| Konu: | VAKIFLAR GENEL MÜDÜRLÜĞÜNE AİT YERLERDE İKAMET EDEN DİN GÖREVLİLERİNE AÇILAN ECRİMİSİL DAVALARININ ARAŞTIRILARAK ALINMASI GEREKEN ÖNLEMLERİN BELİRLENMESİ AMACIYLA 13/4/2012 TARİHİNDE TÜRKİYE BÜYÜK MİLLET MECLİSİ BAŞKANLIĞINA VERİLMİŞ OLAN MECLİS ARAŞTIRMASI ÖNERGESİNİN GENEL KURULUN 7 MAYIS 2013 SALI GÜNKÜ BİRLEŞİMİNDE SUNUŞLARDA OKUNMASINA VE GÖRÜŞMELERİNİN AYNI TARİHLİ BİRLEŞİMİNDE YAPILMASINA İLİŞKİN |
| Yasama Yılı: | 3 |
| Birleşim: | 100 |
| Tarih: | 07.05.2013 |
ÖMER FARUK ÖZ (Malatya) - Sayın Başkan, değerli milletvekilleri; CHP tarafından Vakıflar Genel Müdürlüğüne ait meşrutalarla ilgili ecrimisiller noktasında araştırma önergesi verilmesiyle ilgili söz almış bulunuyorum. Bu vesileyle yüce heyetinizi saygıyla selamlıyorum.
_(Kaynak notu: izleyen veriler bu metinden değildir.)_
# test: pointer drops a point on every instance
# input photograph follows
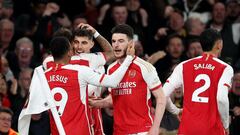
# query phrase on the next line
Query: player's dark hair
(174, 35)
(59, 46)
(190, 41)
(123, 29)
(83, 32)
(65, 32)
(208, 38)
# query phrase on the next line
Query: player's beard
(123, 55)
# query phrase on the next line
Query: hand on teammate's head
(131, 48)
(87, 26)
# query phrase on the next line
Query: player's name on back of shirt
(204, 66)
(58, 78)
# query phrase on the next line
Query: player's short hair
(208, 38)
(174, 35)
(83, 32)
(6, 110)
(65, 32)
(59, 46)
(123, 29)
(190, 41)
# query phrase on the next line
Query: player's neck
(120, 60)
(213, 53)
(63, 61)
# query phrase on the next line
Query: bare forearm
(160, 108)
(106, 46)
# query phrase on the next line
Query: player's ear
(219, 44)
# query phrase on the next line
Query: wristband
(96, 34)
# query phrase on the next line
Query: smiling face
(82, 45)
(5, 121)
(119, 44)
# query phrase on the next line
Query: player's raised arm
(105, 45)
(113, 79)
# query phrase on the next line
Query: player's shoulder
(112, 65)
(74, 67)
(222, 62)
(89, 55)
(143, 64)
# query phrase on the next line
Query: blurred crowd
(166, 33)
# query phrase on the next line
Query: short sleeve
(151, 77)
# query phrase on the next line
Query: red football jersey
(70, 99)
(96, 61)
(202, 79)
(131, 99)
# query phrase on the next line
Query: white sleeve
(171, 107)
(174, 81)
(224, 85)
(151, 77)
(112, 80)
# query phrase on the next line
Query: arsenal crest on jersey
(132, 73)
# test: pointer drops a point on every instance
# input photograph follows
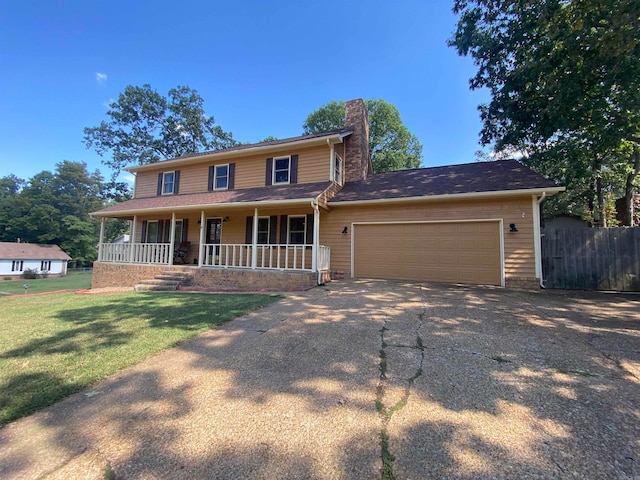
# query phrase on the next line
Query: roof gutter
(180, 208)
(451, 196)
(224, 154)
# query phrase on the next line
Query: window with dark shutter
(269, 173)
(176, 182)
(293, 176)
(232, 176)
(248, 236)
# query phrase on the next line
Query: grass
(54, 345)
(72, 281)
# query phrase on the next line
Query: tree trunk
(629, 188)
(601, 218)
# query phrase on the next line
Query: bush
(30, 274)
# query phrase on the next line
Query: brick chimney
(357, 161)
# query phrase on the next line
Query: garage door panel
(466, 252)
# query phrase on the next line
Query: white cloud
(101, 78)
(129, 178)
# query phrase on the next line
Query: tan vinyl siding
(519, 257)
(314, 165)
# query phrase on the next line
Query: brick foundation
(126, 275)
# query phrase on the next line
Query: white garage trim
(499, 221)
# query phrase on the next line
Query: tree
(53, 208)
(563, 77)
(145, 127)
(391, 145)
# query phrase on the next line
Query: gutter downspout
(316, 238)
(539, 238)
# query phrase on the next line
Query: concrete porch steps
(165, 282)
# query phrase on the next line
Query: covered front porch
(274, 240)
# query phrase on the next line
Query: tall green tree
(391, 145)
(145, 127)
(53, 208)
(564, 78)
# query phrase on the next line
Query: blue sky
(261, 67)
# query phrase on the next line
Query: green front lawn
(54, 345)
(72, 281)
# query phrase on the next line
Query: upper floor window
(281, 170)
(337, 172)
(297, 229)
(168, 183)
(221, 177)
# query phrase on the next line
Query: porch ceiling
(301, 194)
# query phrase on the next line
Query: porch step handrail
(225, 255)
(147, 253)
(240, 255)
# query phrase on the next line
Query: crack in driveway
(386, 412)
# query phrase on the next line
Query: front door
(214, 234)
(214, 231)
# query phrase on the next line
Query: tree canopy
(391, 145)
(564, 78)
(53, 208)
(146, 127)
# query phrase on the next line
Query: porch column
(316, 238)
(172, 237)
(132, 238)
(203, 225)
(102, 219)
(254, 241)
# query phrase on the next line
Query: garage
(460, 252)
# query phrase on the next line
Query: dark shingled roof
(477, 177)
(301, 191)
(31, 251)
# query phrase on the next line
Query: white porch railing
(278, 257)
(149, 253)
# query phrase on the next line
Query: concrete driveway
(366, 379)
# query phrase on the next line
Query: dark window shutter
(185, 229)
(269, 173)
(293, 175)
(273, 233)
(248, 238)
(309, 226)
(176, 182)
(232, 176)
(211, 170)
(283, 229)
(143, 237)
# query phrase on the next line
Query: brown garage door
(464, 252)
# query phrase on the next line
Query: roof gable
(31, 251)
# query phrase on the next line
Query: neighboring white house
(16, 257)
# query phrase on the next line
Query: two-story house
(297, 212)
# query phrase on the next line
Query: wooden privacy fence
(592, 258)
Vakıflar Genel Müdürlüğünün idare ettiği gayrimenkullerin hayrat ve akar diye ikiye ayrıldığı herkesin malumudur. Akar ve hayrat dengesi vakfın yaşaması için şarttır. Vakfeden, bir vakfın yaşayabilmesi için bu dengeye azami hassasiyet göstermiştir. Eğer, bir vakfın akarı olmazsa yani hayır şartlarını yerine getirecek derecede bir düzeyde geliri olmazsa vakfın yaşama imkânı da yoktur. Bu durum hayratın yani hayır için ayrılmış unsurların devam etmesini engeller. Hayratı olmayan veya devam etmeyen bir vakıf düşünülemeyeceğine göre, öncelikli olarak akarını yaşatacağız ki hayratı da yaşasın. Bu nedenle, bu dengeyi yöneticiler ve vakıf mütevellileri mutlaka gözetmeli ve buna göre davranmalıdırlar. Bu durum vakfedenin yöneticiler üzerindeki hakkıdır. Vakfedenin iradesine uygun davranmak her yöneticinin yapması gereken bir davranıştır. Aksi takdirde, emanet edileni, emanet edenin rızasına aykırı kullanmış oluruz ki bu durum büyük bir vebaldir.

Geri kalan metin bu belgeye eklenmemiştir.